Stock markets have been struggling of late. Although the major indices have managed to come off their worst levels, the bulls have been reluctant to step in aggressively. Among other reasons, the troubles for emerging markets could be an additional risk that could hang over the markets in the months ahead.
Stagflation has been more of a concern for emerging markets than the more advanced economies. Some emerging market currencies such as the Turkish lira have been struggling badly in the face of surging inflationary pressure and low economic growth. With oil prices surging to above $80 a barrel, this has been particular bad for nations such as India and Pakistan, two net oil importers. Exacerbating the crises, the US dollar has been pushing higher on expectations that the Fed will taper its bond purchases before the end of the year. As crude oil and other commodities are priced in the dollar, this has made the situation even worse.
Meanwhile demand from Europe hasn’t recovered as strongly as expected, hurting EM exports of goods and services. Tourism in Turkey for example. But the ongoing supply chain bottlenecks and energy crisis have also caused all sorts of problems in the Europe, as emphasized for example by the softer-than-expected German ZEW survey released this morning (22.3 vs. 26.5 last).

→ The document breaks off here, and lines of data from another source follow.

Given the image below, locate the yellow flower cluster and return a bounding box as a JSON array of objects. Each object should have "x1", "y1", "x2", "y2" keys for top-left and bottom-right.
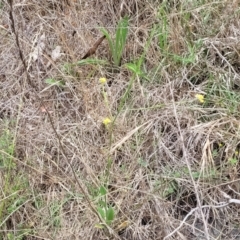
[
  {"x1": 103, "y1": 118, "x2": 112, "y2": 126},
  {"x1": 195, "y1": 94, "x2": 205, "y2": 103},
  {"x1": 99, "y1": 78, "x2": 107, "y2": 85}
]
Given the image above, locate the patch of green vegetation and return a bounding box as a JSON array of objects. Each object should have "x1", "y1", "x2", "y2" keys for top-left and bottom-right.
[
  {"x1": 0, "y1": 121, "x2": 32, "y2": 240},
  {"x1": 101, "y1": 17, "x2": 129, "y2": 67}
]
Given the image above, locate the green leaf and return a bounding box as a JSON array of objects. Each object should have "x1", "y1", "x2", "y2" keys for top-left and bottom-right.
[
  {"x1": 106, "y1": 207, "x2": 115, "y2": 222},
  {"x1": 97, "y1": 207, "x2": 106, "y2": 220}
]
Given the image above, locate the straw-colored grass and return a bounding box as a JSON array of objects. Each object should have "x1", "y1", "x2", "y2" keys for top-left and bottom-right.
[{"x1": 0, "y1": 0, "x2": 240, "y2": 240}]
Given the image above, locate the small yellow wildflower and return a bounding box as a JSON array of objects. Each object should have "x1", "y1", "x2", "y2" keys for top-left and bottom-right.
[
  {"x1": 195, "y1": 94, "x2": 205, "y2": 103},
  {"x1": 99, "y1": 78, "x2": 107, "y2": 84},
  {"x1": 103, "y1": 118, "x2": 112, "y2": 126}
]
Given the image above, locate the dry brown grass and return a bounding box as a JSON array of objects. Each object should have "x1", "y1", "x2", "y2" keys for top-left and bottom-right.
[{"x1": 0, "y1": 0, "x2": 240, "y2": 240}]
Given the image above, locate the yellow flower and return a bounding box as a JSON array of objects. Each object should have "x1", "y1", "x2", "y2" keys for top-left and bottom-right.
[
  {"x1": 103, "y1": 118, "x2": 112, "y2": 126},
  {"x1": 99, "y1": 78, "x2": 107, "y2": 84},
  {"x1": 195, "y1": 94, "x2": 205, "y2": 103}
]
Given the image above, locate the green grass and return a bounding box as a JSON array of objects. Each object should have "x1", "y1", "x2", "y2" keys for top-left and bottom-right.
[{"x1": 0, "y1": 0, "x2": 240, "y2": 240}]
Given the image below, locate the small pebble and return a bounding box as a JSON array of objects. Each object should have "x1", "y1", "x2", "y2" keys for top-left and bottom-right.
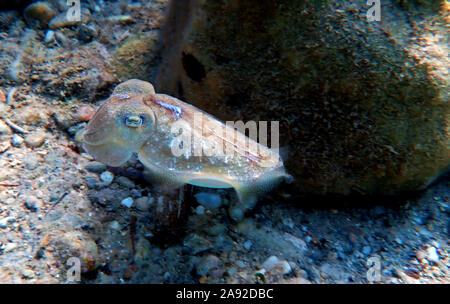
[
  {"x1": 25, "y1": 131, "x2": 47, "y2": 148},
  {"x1": 85, "y1": 161, "x2": 106, "y2": 173},
  {"x1": 120, "y1": 197, "x2": 133, "y2": 208},
  {"x1": 11, "y1": 134, "x2": 23, "y2": 147},
  {"x1": 21, "y1": 268, "x2": 34, "y2": 279},
  {"x1": 427, "y1": 247, "x2": 439, "y2": 263},
  {"x1": 78, "y1": 24, "x2": 97, "y2": 42},
  {"x1": 194, "y1": 192, "x2": 222, "y2": 209},
  {"x1": 363, "y1": 246, "x2": 372, "y2": 255},
  {"x1": 262, "y1": 255, "x2": 292, "y2": 275},
  {"x1": 136, "y1": 196, "x2": 150, "y2": 211},
  {"x1": 0, "y1": 88, "x2": 6, "y2": 103},
  {"x1": 76, "y1": 105, "x2": 95, "y2": 122},
  {"x1": 83, "y1": 176, "x2": 102, "y2": 189},
  {"x1": 3, "y1": 243, "x2": 18, "y2": 253},
  {"x1": 195, "y1": 205, "x2": 205, "y2": 215},
  {"x1": 48, "y1": 8, "x2": 91, "y2": 30},
  {"x1": 117, "y1": 176, "x2": 136, "y2": 189},
  {"x1": 109, "y1": 221, "x2": 120, "y2": 230},
  {"x1": 195, "y1": 254, "x2": 220, "y2": 276},
  {"x1": 244, "y1": 240, "x2": 253, "y2": 250},
  {"x1": 0, "y1": 120, "x2": 12, "y2": 135},
  {"x1": 25, "y1": 196, "x2": 39, "y2": 212},
  {"x1": 100, "y1": 171, "x2": 114, "y2": 186},
  {"x1": 44, "y1": 30, "x2": 55, "y2": 43}
]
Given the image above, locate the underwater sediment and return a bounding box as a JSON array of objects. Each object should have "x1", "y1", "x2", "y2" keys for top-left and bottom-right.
[{"x1": 155, "y1": 0, "x2": 450, "y2": 194}]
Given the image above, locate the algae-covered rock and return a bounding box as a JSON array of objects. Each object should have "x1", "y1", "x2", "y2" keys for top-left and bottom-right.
[
  {"x1": 112, "y1": 33, "x2": 156, "y2": 81},
  {"x1": 155, "y1": 0, "x2": 450, "y2": 194}
]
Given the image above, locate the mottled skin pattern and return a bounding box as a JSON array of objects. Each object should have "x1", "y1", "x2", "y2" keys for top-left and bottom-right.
[{"x1": 83, "y1": 79, "x2": 290, "y2": 220}]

All told, the outlook doesn’t look great for EM. The US dollar might strengthen further as the Federal Reserve (and other global central banks) might be forced to tighten policy faster than expected to prevent high inflation turn into hyperinflation, and to avoid the risks of stagflation taking hold.
Among others, keep an eye on the Indian Rupee, which has been dropping sharply off late. India is a major oil importer, so there’s little surprise to see her currency struggle.
Source: ThinkMarkets and TrdingView.com
Looking ahead
Meanwhile the focus will remain on the dollar and inflation as we look forward to the rest of the week. We have some important macro pointers coming in, starting with US CPI on Wednesday:
Wednesday
- UK data dump including construction output, manufacturing production and monthly GDP estimate
- US CPI
- FOMC meeting minutes
On Wednesday we will get to find out exactly how hawkish they Fed was at its previous meeting and whether they were already making plans about tapering QE in November.
We will also get the latest inflation data from the world’s largest economy. CPI has already surpassed the Fed’s target and overshoot all sorts of expectations. If we see another sharp rise in prices this might trigger concerns that the Fed will taper QE faster than would ideally be the case. Stocks could drop and yields might jump if this is the case.
Thursday
- Australian employment report
- Chinese CPI
- US PPI and jobless claims
Friday
- US retail sales, Empire State Manufacturing Index and UoM’s consumer sentiment and inflation expectations indices.
Stagflation concerns have been rising in recent weeks as inflationary pressures have been growing with energy prices surging etc. If the UoM survey show consumer inflation expectations have risen while sentiment towards the economy has dropped, this will provide hard evidence about the risks of stagflation.